Thirty-one U.S. states have laws requiring employers to give workers time off to vote. The penalties for employers who don’t give workers time off to vote can be severe.
In the U.S. territory of Puerto Rico, Election Day is a legal holiday. This includes any day a referendum is held. General elections are legal holidays in the Virgin Islands, and employees who give prior notice must be permitted two hours off, with pay, to vote.
Internationally, in many countries, election day is a national holiday and most employees have the entire day off to vote. Often the employees delight is somewhat mitigated by the fact that bars are also closed, by law, on election day.
“Employers who violate time-off-to-vote laws face penalties that range from trivial to a corporate death sentence,” said David Stephanides, an attorney specializing in employment law.
Kansas and Missouri employers face the larges fines for not giving workers time off to vote. In those states, an employer may be subject to fines of up to $2,500 per employee – as long as the employee is a registered voter.

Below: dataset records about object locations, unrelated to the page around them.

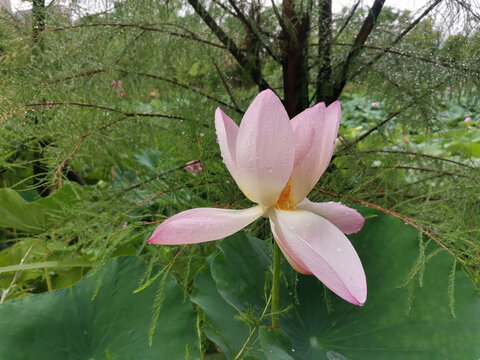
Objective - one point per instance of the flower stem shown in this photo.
(277, 260)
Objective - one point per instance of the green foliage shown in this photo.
(70, 324)
(408, 315)
(102, 114)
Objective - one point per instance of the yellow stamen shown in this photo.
(284, 201)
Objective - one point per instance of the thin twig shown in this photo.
(380, 124)
(405, 219)
(252, 331)
(414, 154)
(17, 274)
(225, 84)
(347, 20)
(101, 107)
(402, 34)
(449, 173)
(411, 56)
(141, 27)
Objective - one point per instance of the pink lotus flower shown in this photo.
(276, 162)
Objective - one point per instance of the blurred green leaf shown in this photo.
(39, 215)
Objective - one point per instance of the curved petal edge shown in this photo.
(203, 224)
(316, 245)
(348, 220)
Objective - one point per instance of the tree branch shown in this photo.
(192, 35)
(158, 77)
(347, 20)
(411, 56)
(228, 42)
(401, 35)
(360, 40)
(253, 30)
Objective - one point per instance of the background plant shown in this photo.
(101, 114)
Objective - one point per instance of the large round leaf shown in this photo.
(68, 324)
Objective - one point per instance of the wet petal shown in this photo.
(203, 224)
(315, 131)
(316, 245)
(227, 132)
(265, 149)
(348, 220)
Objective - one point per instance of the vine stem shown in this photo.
(277, 260)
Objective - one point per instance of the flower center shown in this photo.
(284, 201)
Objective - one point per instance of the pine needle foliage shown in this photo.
(120, 101)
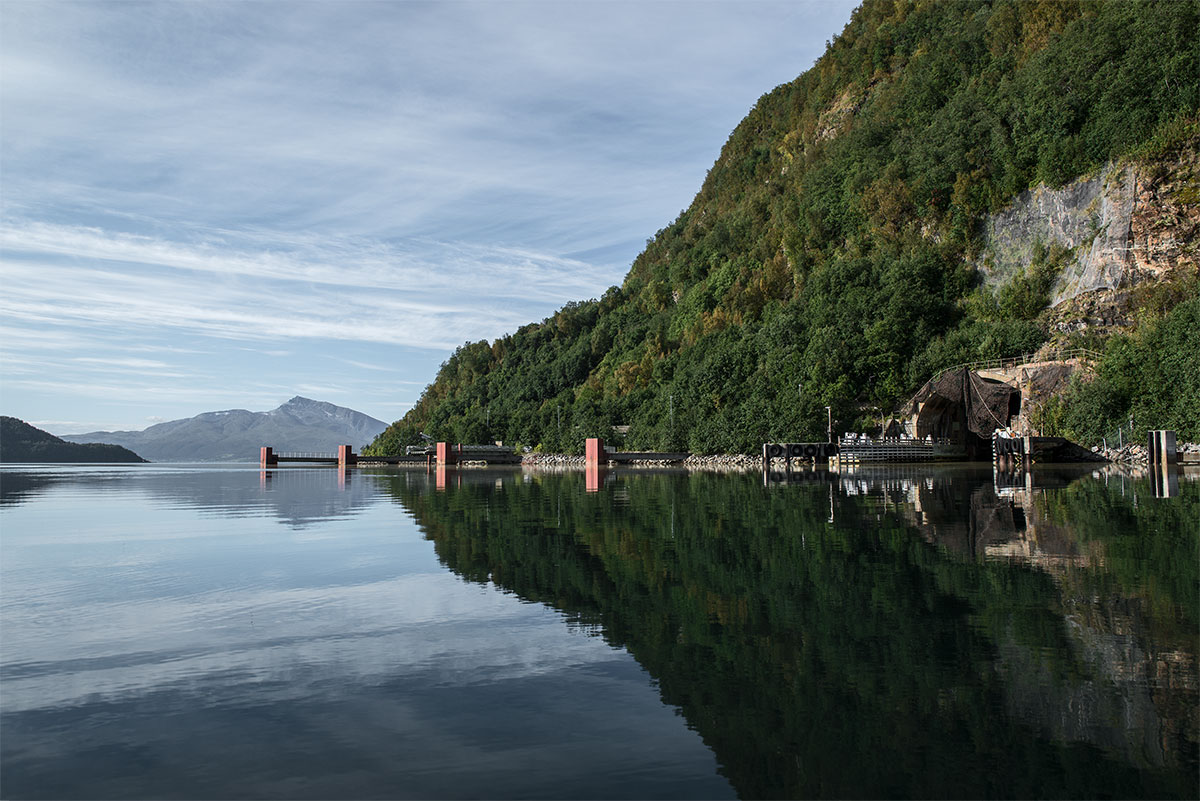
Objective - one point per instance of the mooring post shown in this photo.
(1162, 447)
(593, 449)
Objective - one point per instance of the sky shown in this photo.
(209, 205)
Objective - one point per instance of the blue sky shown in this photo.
(215, 205)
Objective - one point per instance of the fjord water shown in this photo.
(895, 632)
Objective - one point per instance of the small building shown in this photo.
(965, 409)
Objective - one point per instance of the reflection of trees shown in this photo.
(816, 658)
(297, 497)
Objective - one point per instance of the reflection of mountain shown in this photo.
(297, 497)
(845, 657)
(237, 434)
(1135, 664)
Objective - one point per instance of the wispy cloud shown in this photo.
(250, 191)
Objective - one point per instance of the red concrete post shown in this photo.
(592, 477)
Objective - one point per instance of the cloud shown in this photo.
(205, 185)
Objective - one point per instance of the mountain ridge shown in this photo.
(22, 443)
(237, 434)
(834, 254)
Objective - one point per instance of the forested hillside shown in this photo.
(832, 256)
(22, 443)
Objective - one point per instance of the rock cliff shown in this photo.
(1127, 224)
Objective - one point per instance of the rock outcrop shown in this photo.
(1128, 224)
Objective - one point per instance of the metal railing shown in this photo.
(1013, 361)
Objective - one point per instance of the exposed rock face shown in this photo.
(1125, 226)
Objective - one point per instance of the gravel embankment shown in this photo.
(718, 462)
(1135, 453)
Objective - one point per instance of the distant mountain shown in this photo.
(237, 434)
(19, 441)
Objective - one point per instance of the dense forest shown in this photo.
(831, 257)
(22, 443)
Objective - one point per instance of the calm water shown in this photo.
(220, 632)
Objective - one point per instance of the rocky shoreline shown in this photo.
(1134, 453)
(695, 462)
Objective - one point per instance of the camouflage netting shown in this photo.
(984, 403)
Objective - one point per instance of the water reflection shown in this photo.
(876, 632)
(297, 497)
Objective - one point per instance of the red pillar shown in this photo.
(594, 451)
(592, 477)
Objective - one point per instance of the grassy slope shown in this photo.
(827, 259)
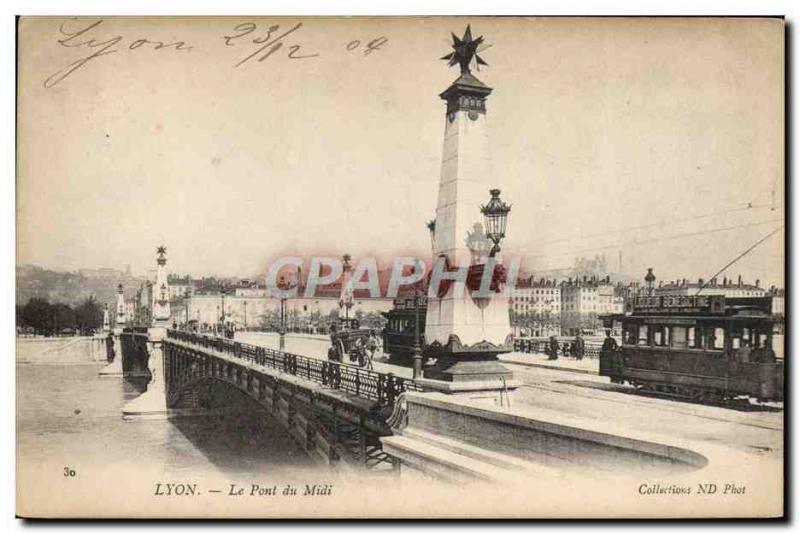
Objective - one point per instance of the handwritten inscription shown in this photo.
(82, 37)
(260, 42)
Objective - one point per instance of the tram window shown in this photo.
(679, 337)
(719, 338)
(660, 336)
(642, 336)
(628, 335)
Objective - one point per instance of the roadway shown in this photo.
(575, 392)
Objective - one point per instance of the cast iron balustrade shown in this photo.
(379, 387)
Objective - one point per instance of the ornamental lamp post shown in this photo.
(417, 354)
(495, 216)
(346, 299)
(649, 279)
(284, 285)
(432, 230)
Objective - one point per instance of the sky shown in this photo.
(648, 138)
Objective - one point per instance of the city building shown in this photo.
(536, 307)
(727, 288)
(584, 301)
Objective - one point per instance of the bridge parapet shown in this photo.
(336, 412)
(383, 389)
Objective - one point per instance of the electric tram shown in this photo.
(706, 348)
(399, 334)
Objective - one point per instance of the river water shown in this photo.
(68, 416)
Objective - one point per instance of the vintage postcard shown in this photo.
(431, 267)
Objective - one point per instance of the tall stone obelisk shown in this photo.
(465, 334)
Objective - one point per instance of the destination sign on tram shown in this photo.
(678, 304)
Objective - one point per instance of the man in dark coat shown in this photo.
(553, 348)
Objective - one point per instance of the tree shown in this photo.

Arizona permits fines up to $10,000 for corporations that interfere with an employee’s right to vote by not giving the required time off. But in New York and Colorado, corporations can be stripped of their charters – in effect, disbanded – if they are found in violation of the state voting law.
Employers who try to influence an employees vote unfairly can receive fines of up to $10,000 plus up to 5 years in jail, in Nebraska.
Several other states have laws requiring time off to vote, but no penalty is specified.